If anything, press coverage generally reflected the view that both sides made strong arguments, and that only the Supreme Court could settle the matter. Indeed, my impression is that the hearings served to advance the credibility of the challenges.Clearly, we've advanced beyond "Are you serious? Are you serious?"
Randy "was particularly struck by the cordiality and collegiality shown to all the witnesses by Senator Durbin."
Not only did he genially greet each one of us beforehand and thank us individually afterwards, he paid close attention to everything each of us said, and what each fellow Senator said, for more than two hours of the hearing.He listened, he really, really listened!
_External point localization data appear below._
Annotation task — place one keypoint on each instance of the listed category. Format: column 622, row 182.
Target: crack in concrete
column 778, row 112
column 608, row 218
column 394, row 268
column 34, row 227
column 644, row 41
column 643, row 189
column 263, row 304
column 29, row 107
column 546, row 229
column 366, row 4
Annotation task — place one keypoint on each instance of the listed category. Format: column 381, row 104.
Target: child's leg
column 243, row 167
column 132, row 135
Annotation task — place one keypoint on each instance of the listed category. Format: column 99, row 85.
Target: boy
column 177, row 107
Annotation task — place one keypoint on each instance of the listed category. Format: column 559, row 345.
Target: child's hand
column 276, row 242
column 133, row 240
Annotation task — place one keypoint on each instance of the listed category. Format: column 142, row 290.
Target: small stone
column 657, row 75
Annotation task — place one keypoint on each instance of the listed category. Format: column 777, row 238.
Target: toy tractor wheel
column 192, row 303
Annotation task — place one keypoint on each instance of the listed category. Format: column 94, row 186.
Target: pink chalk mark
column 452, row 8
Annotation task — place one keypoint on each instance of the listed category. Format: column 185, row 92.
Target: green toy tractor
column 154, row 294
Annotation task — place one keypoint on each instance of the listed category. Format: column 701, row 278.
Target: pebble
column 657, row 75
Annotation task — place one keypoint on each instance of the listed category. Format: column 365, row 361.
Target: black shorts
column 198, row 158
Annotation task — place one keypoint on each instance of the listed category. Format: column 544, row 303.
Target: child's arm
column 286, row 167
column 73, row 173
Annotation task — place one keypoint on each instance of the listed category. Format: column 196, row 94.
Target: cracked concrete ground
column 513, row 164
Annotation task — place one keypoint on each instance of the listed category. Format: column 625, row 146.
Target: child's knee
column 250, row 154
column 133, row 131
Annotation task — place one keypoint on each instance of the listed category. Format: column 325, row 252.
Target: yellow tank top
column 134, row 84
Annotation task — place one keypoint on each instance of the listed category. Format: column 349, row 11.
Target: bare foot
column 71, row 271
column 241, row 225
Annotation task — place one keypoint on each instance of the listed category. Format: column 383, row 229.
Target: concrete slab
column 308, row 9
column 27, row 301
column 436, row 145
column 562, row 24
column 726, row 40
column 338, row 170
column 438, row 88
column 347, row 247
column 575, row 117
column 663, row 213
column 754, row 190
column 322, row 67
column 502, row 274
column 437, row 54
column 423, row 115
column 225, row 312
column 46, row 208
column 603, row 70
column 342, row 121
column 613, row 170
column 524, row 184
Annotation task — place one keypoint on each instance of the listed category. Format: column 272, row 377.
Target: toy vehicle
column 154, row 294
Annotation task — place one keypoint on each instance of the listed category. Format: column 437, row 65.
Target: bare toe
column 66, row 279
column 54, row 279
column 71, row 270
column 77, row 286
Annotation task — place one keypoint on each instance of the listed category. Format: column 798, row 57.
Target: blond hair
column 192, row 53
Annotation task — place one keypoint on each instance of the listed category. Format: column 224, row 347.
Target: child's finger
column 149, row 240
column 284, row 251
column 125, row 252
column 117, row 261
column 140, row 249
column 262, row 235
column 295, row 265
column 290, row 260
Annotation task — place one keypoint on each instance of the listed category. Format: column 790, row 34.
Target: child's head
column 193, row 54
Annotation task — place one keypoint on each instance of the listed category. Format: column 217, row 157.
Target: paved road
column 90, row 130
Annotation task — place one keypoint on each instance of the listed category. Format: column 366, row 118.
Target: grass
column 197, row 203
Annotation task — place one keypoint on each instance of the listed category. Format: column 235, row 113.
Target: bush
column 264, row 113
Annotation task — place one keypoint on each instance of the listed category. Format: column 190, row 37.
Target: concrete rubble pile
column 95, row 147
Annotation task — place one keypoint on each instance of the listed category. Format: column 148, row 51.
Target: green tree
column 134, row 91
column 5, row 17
Now, that's nice, but, really, the hearing, from Durbin's perspective, was probably the Theater of Listening. If the courts are going to uphold the law, it will be because they decide that the appropriate judicial role is deference to Congress's decision that it has power under the Constitution to pass the law. Looking terribly interested in the details of the legal arguments creates the impression that you deserve deference.
Look! I'm living up to my independent role of determining that the law I'm drafting and voting for is constitutional.
Of course, having the hearing after the law is passed (and after the threat from the courts has materialized) doesn't really inspire the confidence that is needed to justify judicial deference to Congress.
But that's all the more reason to do good theater.